We arrived at our compound, surrounded by high walls and a gate. The homes in our suburb of St. Claire were all fortress like. It was a leafy suburb as they say, except you could only see the top leaves of the tress behind your neighbour’s walls, for the most part. They should call it a walled suburb. It made you feel the opposite of safe. It made you feel like a sitting duck. Instead of pulling up to our white wrought iron gate, Dad and Joy circled the block three times and switched approaches on the fourth, until they were sure we not followed or were in danger of ambush. Concern for my shirts grew. Once we were inside the compound, we eventually climbed out of the cars and Frau and I wearily made our way up the steps to the front door and waited as my father went through the routine of alarm codes that would allow us into the house. I don’t know if Frau was as apprehensive about our move to Trinidad as I was by now, but when we walked into the front room and found my Grandmother watching a Bollywood film on TV, volume blaring, I think she started to have second thoughts.
Safe as Houses
Crack-Cocaine and Cutlasses
I’d never arrived back in Port of Spain to so much security. In the past I always felt secure. I was born here. Dad was a first generation Trini. His mother was from another English speaking Caribbean island and his father from a French speaking one. Mum was born in America. She could hold no property on the island. As a young girl she needed visas to attend school and live on the island. Her family was Columbian, Barbadian and Scottish. Somewhere floating around is a Chinese gene, complications of history. This was a region of the world that experienced all of the upheavals played out on the far away stages of bigger, richer, countries to the north, south, east and west. This was a country of mixes of Creoles; blacks; browns; whites; reds; European; Indians; Orientals; Syrians; Portuguese and all in between. In the 1960’s it was tourists; calypso; Carnival; cocktails and an oil-rich seabed. Then the oil-rich economy of the 70’s led to building and growth and prosperity followed by coups, crimes and cutthroats.
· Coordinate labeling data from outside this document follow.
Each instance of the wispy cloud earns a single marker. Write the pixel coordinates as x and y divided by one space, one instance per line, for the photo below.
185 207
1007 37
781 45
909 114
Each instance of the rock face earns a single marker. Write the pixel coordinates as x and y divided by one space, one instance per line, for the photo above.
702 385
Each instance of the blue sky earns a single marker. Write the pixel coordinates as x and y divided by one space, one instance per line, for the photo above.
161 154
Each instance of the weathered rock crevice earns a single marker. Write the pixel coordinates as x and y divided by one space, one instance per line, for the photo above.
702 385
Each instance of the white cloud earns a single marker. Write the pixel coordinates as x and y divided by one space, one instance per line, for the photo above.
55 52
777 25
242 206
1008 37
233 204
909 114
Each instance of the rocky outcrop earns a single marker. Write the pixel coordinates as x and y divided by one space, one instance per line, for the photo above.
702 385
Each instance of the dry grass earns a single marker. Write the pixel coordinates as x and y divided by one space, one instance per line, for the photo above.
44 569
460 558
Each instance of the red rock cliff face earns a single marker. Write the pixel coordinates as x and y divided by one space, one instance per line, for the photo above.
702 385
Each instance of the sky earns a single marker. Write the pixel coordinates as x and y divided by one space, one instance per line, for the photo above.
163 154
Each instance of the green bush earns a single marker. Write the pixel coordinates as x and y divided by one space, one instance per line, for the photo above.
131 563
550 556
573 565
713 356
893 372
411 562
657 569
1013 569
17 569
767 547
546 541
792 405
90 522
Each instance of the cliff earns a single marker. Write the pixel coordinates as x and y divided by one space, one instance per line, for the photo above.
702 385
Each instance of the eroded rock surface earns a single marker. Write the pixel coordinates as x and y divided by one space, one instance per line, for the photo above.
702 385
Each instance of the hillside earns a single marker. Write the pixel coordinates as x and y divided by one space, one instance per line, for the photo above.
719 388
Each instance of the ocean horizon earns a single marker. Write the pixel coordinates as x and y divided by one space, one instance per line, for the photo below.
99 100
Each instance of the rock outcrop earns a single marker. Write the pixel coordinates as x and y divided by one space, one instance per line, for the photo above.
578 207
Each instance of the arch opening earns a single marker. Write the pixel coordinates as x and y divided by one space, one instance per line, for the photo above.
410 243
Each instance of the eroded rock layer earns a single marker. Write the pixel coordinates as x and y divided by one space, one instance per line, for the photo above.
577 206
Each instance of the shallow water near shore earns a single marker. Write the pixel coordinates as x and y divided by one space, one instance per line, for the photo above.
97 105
By the 1990’s it was crack-cocaine and cutlasses. Everyone had more locks, dogs and insurance. Nature has remained kind for the most part though. Hurricanes seldom visit; just their tail ends sometimes, leaving us usually only slightly ruffled, nestled as we are 100 miles south of the customary storm path. The winds of change here are political and social. Those winds are hot and fetid now, and so were we. Frau and I were tired and desperately, desperately wanted to close our eyes.